The head of the IEA announced the first global energy crisis Russia is the main supplier of oil and gas in the world, and potential sanctions

and responses to them can have big implications for the entire energy market,said the HEAD of the IEA Fatih Birol Fatih Birol

The world is experiencing the first ever global energy crisis, Fatih Birol, head of the International Energy Agency (IEA), said during a briefing during a visit to Vienna. The broadcast was conducted on Twitter by the Austrian Ministry of Climate Protection.

“I am sure that we are in the middle of the first global energy crisis. In the 1970s we saw the oil crisis, which had big consequences for the economy and inflation. But it was only oil,” he said.

He recalled that RUSSIA is the main exporter of oil and gas in the world, as well as a major player in the market of materials for the energy sector. At the same time, in his opinion, compared with the 1970s, the world is in a different reality, there are electric cars and more opportunities for using renewable energy sources.

Birol also said that possible sanctions against the Russian energy sector and the potential response to them will have implications for the entire global market.
The International Energy Agency (IEA) was created in the 1970s at the initiative of the United States in opposition to the Organization of the Petroleum Exporting Countries (OPEC). In addition to the United States, the IEA includes CANADA, Australia, Japan, India, South Africa, Indonesia and most European countries.

The discussion of sanctions against the Russian energy sector started in the West after the start of a special operation in Ukraine. In early March, the United States banned the import of oil and gas from Russia, Canada and the United Kingdom announced similar plans.

The EU will ask countries to agree on an embargo of oil from Russia over the weekend Economy

The European Union has been discussing ways to reduce its dependence on energy from Russia since late February, but a number of countries, including Germany, Austria, the Czech Republic and Hungary, have said they will not be able to quickly abandon supplies from Russia.

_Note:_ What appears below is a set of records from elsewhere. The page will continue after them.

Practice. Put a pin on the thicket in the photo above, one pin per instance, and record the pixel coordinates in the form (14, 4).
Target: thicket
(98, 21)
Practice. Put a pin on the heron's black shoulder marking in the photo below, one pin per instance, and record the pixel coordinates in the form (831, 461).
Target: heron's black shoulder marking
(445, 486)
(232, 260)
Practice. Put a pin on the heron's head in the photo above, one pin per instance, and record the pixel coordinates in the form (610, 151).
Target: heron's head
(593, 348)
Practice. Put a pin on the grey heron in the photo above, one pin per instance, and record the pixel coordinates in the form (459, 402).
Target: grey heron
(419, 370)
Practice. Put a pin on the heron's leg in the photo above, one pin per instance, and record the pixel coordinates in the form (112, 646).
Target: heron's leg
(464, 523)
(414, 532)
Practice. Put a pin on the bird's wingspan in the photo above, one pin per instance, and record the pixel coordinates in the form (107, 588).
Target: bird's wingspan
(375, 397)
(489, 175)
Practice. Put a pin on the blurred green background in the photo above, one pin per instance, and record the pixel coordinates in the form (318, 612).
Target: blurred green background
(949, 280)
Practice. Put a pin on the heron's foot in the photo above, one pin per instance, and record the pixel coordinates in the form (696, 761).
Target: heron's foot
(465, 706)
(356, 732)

Pro Gas supplies to the EU are falling. What will happen to Gazprom shares Forecasts

In early April, Brussels imposed restrictions on coal supplies from Russia and is discussing the possibility of an oil embargo against Moscow. At the same time, a number of countries, including Bulgaria, Slovakia and the Czech Republic, express concerns about such a measure, while Hungary strongly opposes it. The prime minister of the latter, Viktor Orban, compared the ban on the supply of Russian oil to "an atomic bomb that they want to drop on the economy" of the country.

The Russian authorities have repeatedly said that the oil embargo will negatively affect everyone. So, the press secretary of the President of Russia Dmitry Peskov said that such a decision would “hit everyone”, and Deputy Prime Minister Alexander Novak predicted Brent prices up to $300 per barrel in such a scenario.